Ce processus est démotivant à la longue, dans la mesure où il met sur un même pied d'égalité ceux qui s'impliquent dans le travail et donnent des résultats avec ceux qui sont contre-performants. Le principe du choix est subjectif, il nourrit le développement du clientélisme au sein de l'administration.
‘«Le chef qui vient d'être nommé à la tête du service où je travaille actuellement, bien qu'il soit ancien, ne possède pas les compétences requises pour diriger ce service. En effet, ni sa formation académique, ni son expérience professionnelle ne sont en adéquation avec la responsabilité qui lui a été attribuée. D'ailleurs, il a d'énormes problèmes relationnels avec ses agents qui n'apprécient pas sa façon de gérer le service».Ainsi, le système de promotion au sein de l'administration publique ne permet pas d'être promu dans la hiérarchie administrative suivant la formule de la compétence ou de la compétition. Cela ne veut pas dire que les administrations publiques marocaines ne disposent pas de compétences de qualité ; bien au contraire, mais la logique ambiante veut que les qualités du fonctionnaire se mesurent à l'aune de la fidélité qu'il témoigne à son chef et de l'aptitude à se soumettre à ses volontés.
D.B. Ali 530 note que dans ce contexte " ‘le chef n'est pas un simple supérieur hiérarchique lié à ses collaborateurs par des liens professionnels, mais un bienfaiteur et un despote. Il octroie des faveurs et des privilèges, il châtie, il gracie et il exige la soumission’ ".
Ce même auteur fait remarquer que dans ce système " ‘la loyauté à elle seule n'est pas suffisante, elle doit être doublée de servitude. La promotion n'est pas l'aboutissement d'un parcours professionnel ou intellectuel, mais la récompense du zèle manifesté par le subordonné à servir le chef’ ".
Ce système pousse le fonctionnaire à investir dans la création de liens de réseaux et d'allégeance, au lieu de se consacrer à la formation et au perfectionnement dans son travail. La conséquence immédiate qui en découle est l'encouragement de la médiocrité et l'inefficience.
Le renouveau du service public suppose des agents compétents, mieux formés, bien payés et motivés, capables de participer à l’organisation et au fonctionnement du service.
Ceci implique la mise en oeuvre d’une gestion plus fine et plus rationnelle des hommes et des emplois. Le système en vigueur a fait son temps et doit céder la place à un système d'évaluation des performances des fonctionnaires avec des objectifs négociés et contractuels.
Les principes généraux qui doivent gouverner les systèmes de promotion sont, à titre principal, le mérite, le rendement, et l'aptitude à tenir convenablement un nouvel emploi.
A ce titre, il convient de souligner que les aptitudes managériales de l'agent sont rarement prises en compte dans les nominations, seule sa technicité est généralement appréciée.
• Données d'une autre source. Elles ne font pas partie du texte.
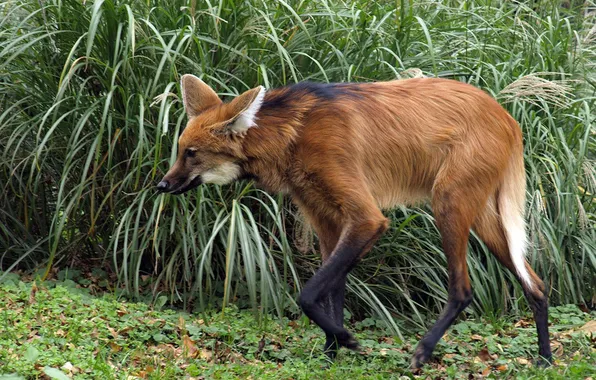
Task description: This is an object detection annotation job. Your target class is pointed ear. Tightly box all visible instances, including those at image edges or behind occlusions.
[180,74,222,118]
[222,86,265,135]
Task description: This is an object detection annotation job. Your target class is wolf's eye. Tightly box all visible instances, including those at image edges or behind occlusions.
[184,149,197,158]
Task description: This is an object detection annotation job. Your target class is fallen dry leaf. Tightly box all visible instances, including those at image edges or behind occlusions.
[182,335,198,358]
[578,320,596,334]
[550,340,563,356]
[29,281,37,305]
[108,326,118,339]
[478,347,499,362]
[110,342,122,352]
[514,319,533,327]
[515,358,530,365]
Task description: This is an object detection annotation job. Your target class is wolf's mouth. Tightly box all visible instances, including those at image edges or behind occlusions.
[157,175,203,195]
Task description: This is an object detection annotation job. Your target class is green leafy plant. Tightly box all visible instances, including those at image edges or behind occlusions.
[0,0,596,330]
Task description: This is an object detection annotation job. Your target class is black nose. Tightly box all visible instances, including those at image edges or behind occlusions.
[157,181,170,191]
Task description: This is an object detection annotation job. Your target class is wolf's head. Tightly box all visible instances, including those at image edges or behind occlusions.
[157,74,265,194]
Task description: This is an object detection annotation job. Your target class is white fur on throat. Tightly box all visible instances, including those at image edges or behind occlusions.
[229,86,265,134]
[201,162,240,185]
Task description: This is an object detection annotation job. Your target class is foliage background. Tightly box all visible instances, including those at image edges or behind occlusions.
[0,0,596,330]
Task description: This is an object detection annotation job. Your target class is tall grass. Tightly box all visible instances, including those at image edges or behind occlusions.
[0,0,596,327]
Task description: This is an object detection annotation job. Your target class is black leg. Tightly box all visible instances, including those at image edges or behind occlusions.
[524,286,553,366]
[298,220,388,350]
[324,277,346,359]
[412,291,472,368]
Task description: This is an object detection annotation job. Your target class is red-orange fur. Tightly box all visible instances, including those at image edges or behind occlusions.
[162,78,550,365]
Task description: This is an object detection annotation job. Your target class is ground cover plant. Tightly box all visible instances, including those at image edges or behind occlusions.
[0,273,596,379]
[0,0,596,377]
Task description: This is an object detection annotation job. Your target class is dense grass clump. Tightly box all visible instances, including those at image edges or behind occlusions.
[0,0,596,327]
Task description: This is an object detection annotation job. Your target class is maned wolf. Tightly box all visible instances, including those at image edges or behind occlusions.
[157,75,551,367]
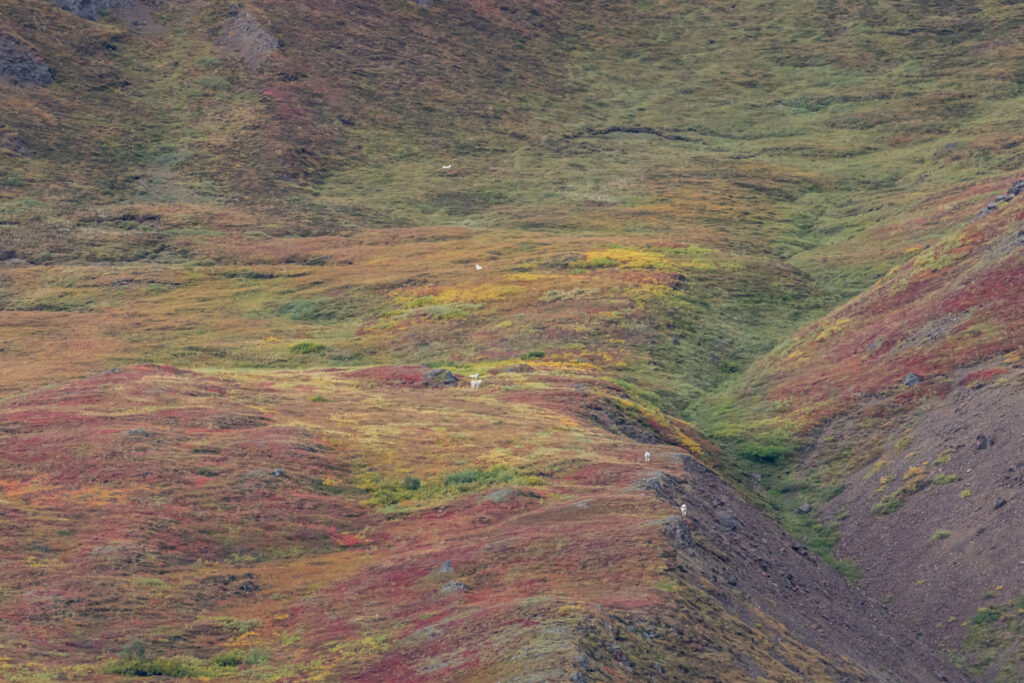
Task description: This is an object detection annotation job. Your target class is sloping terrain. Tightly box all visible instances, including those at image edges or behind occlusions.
[6,0,1024,682]
[0,367,957,681]
[702,178,1024,680]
Or, ce dont ont besoin aujourd'hui, les administrations publiques, ce sont de véritables managers capables de planifier, d'animer, d'organiser, de communiquer, d'évaluer, d'encadrer, de former, de négocier, de gérer les conflits, etc.
Pour améliorer le système de promotion de l'administration, nous proposons de :
mettre en place un système d'évaluation du personnel qui permet d'apprécier de manière objective aussi bien les compétences que les performances des agents ;
adopter une gestion plus fine et plus rationnelle des hommes et des emplois ;
mettre au point et utiliser des outils opérationnels permettant de piloter les activités et les performances des agents ;
remplacer le système en vigueur par un système dévaluation des performances des fonctionnaires avec des objectifs négociés et contractuels ;
tenir compte dans la promotion du mérite, du rendement et de l'aptitude à tenir convenablement un nouvel emploi ;
prendre en considération les aptitudes managériales de l'agent dans les nominations.
Driss Ben Ali, professeur à l'université Mohamed V de rabat, "La méritocratie en marche", article publié dans la Vie économique n° 4065, du 28 avril 2000, p.7.